A cephalopod is a family of marine animals, characterized by their body symmetry, prominent head, and tentacles. We’re talking squid, octopus, cuttlefish. The octopus, for example, can change its color. It’s packed with little cells under its skin called chromatophores that can appear up top on the surface of the skin to prominently change its body color. But it’s not only used for camouflage.  Sure, they can squirt ink, but they can’t write, nor can they make a sequence of mouth noises to communicate, like we do.

Within this array of stripes, dots, and shifts in hue and tone is a visible language. And if you look up images of the octopus, you’ll see the wide variety of changes it takes to communicate something. It isn’t simply camouflage. It adapts itself physically, visually, to a linguistic event, let’s say. Phrases like “I see what you mean” takes a different meaning here almost.

Back on land, escaping the ocean, leaving the jungle behind, our species has gone through different stages of forming communication, from caveman grunts and the Egyptian hieroglyphs, to broadcasting speeches of kings and alphabet languages.
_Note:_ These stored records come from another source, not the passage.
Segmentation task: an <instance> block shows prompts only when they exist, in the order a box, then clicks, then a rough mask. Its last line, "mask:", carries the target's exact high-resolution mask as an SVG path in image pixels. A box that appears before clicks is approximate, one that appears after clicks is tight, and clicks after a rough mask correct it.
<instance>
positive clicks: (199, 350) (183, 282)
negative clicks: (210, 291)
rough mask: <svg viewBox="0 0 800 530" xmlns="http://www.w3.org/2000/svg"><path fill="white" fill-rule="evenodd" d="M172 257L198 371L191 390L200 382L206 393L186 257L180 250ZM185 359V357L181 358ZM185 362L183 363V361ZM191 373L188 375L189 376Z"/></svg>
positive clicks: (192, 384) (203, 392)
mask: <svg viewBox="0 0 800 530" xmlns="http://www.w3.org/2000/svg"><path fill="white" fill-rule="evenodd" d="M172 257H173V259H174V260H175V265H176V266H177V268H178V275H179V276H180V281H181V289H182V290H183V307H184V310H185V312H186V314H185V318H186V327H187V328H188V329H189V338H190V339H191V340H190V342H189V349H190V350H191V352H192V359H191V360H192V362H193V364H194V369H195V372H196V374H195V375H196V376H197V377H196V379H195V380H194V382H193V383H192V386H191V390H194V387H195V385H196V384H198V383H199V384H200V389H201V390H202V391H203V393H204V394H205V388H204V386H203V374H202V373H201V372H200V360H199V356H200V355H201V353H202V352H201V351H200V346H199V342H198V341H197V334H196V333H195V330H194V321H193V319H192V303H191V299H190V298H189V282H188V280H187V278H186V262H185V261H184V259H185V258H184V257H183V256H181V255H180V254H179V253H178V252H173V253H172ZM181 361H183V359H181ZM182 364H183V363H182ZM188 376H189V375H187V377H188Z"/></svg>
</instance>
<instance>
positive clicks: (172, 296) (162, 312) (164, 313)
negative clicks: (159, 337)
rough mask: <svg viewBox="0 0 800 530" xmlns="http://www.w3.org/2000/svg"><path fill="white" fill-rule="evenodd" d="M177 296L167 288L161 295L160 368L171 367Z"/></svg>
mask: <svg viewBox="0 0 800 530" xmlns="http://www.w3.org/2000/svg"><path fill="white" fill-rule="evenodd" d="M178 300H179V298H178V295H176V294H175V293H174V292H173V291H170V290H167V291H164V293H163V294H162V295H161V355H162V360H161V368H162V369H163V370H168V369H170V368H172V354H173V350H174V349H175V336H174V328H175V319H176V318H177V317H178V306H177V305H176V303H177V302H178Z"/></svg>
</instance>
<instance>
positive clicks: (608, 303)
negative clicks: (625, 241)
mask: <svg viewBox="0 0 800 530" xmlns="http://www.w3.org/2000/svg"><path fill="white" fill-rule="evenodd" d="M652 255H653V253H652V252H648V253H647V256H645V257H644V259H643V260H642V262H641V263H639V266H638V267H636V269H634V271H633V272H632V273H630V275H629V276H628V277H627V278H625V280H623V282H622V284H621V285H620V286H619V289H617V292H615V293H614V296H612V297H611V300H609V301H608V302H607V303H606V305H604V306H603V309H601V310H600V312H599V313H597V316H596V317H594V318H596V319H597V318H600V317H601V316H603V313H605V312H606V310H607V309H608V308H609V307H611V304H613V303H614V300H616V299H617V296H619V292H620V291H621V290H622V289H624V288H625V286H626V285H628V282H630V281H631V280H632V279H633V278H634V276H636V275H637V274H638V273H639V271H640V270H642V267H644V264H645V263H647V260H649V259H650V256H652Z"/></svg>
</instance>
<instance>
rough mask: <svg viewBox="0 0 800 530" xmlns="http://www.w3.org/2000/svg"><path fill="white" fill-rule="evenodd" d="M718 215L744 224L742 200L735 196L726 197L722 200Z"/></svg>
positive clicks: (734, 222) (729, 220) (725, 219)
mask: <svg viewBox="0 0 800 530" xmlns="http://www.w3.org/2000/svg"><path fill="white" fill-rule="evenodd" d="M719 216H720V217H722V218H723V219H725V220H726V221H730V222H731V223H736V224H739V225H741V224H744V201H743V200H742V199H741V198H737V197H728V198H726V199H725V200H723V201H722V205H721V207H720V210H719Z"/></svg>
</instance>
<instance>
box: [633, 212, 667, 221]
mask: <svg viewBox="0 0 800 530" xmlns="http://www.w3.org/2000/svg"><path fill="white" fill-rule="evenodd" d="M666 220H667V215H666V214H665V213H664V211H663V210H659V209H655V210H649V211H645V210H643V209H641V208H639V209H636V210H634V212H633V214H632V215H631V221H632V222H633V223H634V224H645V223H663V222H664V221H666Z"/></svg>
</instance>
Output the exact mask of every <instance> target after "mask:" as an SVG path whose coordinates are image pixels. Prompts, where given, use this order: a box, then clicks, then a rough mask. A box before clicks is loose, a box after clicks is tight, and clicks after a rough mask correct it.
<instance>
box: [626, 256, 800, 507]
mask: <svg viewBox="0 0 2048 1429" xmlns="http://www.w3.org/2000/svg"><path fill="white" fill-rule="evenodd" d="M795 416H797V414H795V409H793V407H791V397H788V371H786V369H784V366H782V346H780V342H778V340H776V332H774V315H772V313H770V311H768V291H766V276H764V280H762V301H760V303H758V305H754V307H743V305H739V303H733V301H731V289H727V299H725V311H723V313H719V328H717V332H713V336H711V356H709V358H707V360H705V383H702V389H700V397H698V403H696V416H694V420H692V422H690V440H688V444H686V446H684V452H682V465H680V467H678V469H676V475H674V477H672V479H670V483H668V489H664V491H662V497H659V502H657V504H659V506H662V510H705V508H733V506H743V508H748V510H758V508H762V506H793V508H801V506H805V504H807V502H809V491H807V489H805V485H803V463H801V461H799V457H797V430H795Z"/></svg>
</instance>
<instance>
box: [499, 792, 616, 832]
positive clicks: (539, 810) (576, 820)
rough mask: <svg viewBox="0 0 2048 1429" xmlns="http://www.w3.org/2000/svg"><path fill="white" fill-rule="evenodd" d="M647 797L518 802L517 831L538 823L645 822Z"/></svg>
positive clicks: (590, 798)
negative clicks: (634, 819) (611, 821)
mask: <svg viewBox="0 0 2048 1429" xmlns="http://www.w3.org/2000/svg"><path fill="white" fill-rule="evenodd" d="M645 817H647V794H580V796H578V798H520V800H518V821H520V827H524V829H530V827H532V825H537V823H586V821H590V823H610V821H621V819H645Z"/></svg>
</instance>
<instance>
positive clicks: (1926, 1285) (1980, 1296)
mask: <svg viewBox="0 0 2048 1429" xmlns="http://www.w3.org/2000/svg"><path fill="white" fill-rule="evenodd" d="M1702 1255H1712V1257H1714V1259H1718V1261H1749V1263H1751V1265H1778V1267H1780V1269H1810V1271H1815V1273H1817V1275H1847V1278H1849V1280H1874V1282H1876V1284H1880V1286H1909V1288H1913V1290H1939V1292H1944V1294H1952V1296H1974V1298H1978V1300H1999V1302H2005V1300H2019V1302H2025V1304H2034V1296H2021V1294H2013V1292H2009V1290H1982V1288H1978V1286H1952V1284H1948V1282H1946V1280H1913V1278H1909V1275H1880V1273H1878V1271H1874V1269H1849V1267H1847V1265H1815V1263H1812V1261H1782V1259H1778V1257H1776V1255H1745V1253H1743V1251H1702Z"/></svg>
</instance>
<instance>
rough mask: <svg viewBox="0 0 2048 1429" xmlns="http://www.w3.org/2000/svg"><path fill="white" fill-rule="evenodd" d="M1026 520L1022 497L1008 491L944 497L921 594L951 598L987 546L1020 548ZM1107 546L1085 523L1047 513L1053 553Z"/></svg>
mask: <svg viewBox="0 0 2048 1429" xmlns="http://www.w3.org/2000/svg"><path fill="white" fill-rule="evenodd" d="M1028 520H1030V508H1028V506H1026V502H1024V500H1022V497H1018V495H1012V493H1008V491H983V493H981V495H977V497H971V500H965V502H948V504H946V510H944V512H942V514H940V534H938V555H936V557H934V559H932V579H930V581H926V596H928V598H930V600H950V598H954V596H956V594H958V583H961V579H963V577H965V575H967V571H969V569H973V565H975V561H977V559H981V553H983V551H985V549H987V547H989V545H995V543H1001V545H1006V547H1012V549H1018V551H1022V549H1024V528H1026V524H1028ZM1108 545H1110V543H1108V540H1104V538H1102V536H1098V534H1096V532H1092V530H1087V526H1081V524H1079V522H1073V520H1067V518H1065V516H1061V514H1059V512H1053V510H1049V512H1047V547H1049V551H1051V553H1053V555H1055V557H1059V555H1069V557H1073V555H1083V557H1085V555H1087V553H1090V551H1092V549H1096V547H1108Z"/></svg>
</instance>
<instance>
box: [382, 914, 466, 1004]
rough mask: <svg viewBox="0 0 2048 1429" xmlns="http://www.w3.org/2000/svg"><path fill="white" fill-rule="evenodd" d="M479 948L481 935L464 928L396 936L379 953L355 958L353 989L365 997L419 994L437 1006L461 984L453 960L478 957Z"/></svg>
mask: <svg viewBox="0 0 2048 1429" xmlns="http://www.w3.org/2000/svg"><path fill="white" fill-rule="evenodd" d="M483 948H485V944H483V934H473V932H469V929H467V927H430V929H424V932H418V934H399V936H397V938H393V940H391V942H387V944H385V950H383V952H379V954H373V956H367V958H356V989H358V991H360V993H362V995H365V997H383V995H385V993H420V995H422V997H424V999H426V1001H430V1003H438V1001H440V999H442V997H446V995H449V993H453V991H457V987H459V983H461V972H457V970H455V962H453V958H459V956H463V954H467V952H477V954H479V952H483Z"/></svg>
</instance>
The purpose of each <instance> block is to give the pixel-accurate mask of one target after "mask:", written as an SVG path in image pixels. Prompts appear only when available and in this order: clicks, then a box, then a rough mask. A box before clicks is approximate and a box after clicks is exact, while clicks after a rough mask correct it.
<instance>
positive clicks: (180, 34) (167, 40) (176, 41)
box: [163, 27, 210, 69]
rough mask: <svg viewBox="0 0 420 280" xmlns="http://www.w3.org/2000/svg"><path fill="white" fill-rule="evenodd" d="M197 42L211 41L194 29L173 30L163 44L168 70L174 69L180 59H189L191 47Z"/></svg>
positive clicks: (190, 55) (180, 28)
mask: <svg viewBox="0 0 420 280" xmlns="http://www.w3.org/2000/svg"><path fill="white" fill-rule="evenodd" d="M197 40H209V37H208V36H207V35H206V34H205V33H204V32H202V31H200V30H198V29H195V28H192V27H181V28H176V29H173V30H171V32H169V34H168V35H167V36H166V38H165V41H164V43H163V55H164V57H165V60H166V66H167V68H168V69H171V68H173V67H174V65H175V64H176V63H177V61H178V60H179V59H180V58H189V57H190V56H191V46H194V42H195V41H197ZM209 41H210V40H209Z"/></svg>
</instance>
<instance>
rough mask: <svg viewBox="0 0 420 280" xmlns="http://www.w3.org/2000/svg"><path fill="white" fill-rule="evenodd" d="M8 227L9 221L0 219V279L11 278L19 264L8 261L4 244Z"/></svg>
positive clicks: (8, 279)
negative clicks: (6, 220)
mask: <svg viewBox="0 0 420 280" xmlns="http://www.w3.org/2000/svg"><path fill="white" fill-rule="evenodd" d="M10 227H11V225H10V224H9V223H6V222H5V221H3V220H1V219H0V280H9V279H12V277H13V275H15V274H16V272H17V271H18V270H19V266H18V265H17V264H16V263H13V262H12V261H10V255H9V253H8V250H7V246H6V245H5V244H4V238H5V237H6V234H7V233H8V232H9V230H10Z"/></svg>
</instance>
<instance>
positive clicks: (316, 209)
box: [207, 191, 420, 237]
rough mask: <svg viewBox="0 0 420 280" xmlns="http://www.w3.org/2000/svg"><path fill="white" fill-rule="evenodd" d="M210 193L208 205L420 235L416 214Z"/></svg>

There was quite a lot of hubbub last month when the Oxford Dictionary chose an emoji as 2015’s Word of the Year. (No, serious, look it up later!) Gee, even I was almost offended. But why? Is it because we’re consciously participating in technology that’s dumbing us down and the way we communicate (like maybe people thought about chat rooms and lol lmao asl brb, etc.) or is it that we’re experiencing a sincere change in our species, yet another slowly-but-surely, adapt-or-die next step in human evolution? Consider the octopus. Maybe it’s all connected.